The Ontario Ministry of Labour confirmed on Aug. 14 that it was notified of a fatality at a farm in Norfolk County, stating: "a temporary foreign worker was fatally injured while operating farm equipment."
The worker was identified by the Jamaican government and his Norfolk County employer.
"The Ministry of Labour and social security is expressing deep sadness at the passing of Mr. Garvin Yapp, a 57-year-old worker who participated in the ministry’s farm work programme in Canada,” the Jamaican ministry said in a media release.
It goes on to say that Yapp had been travelling to work on farms in Canada for 35 years, and he was held in such high esteem that his employer would vacation at Yapp’s home on his visits to Jamaica.
His employer, the VanBerlo family declined an interview, sending a statement instead through their lawyer.
"The VanBerlo's did not lose an employee. They lost a person they considered a member of their family. Their relationship with Garvin was forged over 34 years of employment at their family farm. Accordingly, they are devastated by his death,” the lawyer’s statement read.

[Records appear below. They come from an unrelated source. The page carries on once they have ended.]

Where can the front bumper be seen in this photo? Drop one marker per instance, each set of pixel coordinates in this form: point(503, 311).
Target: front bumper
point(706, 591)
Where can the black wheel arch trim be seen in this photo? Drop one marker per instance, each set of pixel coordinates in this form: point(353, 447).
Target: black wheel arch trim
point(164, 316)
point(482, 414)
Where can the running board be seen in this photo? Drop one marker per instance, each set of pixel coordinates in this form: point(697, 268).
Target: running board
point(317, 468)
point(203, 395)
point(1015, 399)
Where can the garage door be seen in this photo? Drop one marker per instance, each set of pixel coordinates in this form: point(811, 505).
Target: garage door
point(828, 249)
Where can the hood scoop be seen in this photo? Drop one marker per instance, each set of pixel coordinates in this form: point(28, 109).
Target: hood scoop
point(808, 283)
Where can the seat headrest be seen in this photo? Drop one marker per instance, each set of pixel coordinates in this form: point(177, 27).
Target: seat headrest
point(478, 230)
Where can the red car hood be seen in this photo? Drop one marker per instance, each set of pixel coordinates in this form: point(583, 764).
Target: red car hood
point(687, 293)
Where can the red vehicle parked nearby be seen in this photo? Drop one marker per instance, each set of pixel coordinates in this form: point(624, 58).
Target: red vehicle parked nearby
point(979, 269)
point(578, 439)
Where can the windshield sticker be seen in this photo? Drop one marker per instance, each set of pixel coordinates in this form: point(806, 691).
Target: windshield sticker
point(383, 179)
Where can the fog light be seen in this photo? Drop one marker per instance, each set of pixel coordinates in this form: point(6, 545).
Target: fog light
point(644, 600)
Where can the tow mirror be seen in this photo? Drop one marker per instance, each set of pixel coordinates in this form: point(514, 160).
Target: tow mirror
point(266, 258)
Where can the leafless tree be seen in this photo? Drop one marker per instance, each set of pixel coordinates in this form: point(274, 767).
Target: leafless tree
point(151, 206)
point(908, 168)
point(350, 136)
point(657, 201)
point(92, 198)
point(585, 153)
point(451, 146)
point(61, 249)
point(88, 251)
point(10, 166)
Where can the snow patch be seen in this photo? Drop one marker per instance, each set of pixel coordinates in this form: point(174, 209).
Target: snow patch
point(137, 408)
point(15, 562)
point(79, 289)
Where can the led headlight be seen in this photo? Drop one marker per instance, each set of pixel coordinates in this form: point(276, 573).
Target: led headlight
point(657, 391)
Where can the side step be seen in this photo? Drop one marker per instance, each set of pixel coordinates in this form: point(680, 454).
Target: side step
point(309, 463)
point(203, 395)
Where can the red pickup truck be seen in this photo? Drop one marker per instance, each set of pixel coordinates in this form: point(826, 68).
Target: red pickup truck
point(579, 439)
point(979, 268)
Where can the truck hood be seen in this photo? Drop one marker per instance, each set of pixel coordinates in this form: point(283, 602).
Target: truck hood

The emailed statement from the lawyer said the family has cooperated fully with the investigation undertaken by the Ministry of Labour and awaits the outcome of the coroner's analysis into the cause of death.
“The VanBerlo’s extend their profound and heartfelt condolences to Garvin’s family in Canada and Jamaica.
ADVOCATES SPEAK TO MIGRANT WORKER'S CONDITIONS
Advocates are arguing the system that governs migrant worker’s employment in Canada is broken and needs to be revamped to ensure there are no more preventable deaths.
“We do not know if his family will receive any compensation,” said Syed Hussan, executive director at Migrant Workers Alliance for Change.
The organization said this is just one of a dozen migrant worker deaths in Canada they are aware of this year.
“People are literally dying for your food,” said Hussan.
The organization points to the death as proof the foreign worker system needs to be overhauled, arguing workers need to receive full and permanent immigration status.
“Human beings are being treated like machines,” said Hussan.
The cause of the farming equipment crash which led to Yapp's death is unknown at this point.
"The migrant farm worker program is effectively a human rights catastrophe," said Hussan. "Every day we hear about injuries. Every month we hear about deaths. There have been three deaths that we know of just in the last week."
The Ontario Ministry Of Labour says their investigation is ongoing.
The Jamaican Ministry Of Labour said they are in contact with Yapp's family offering 'psycho-social and other support.'
The Jamaican labour minister is touring farms in Canada this week.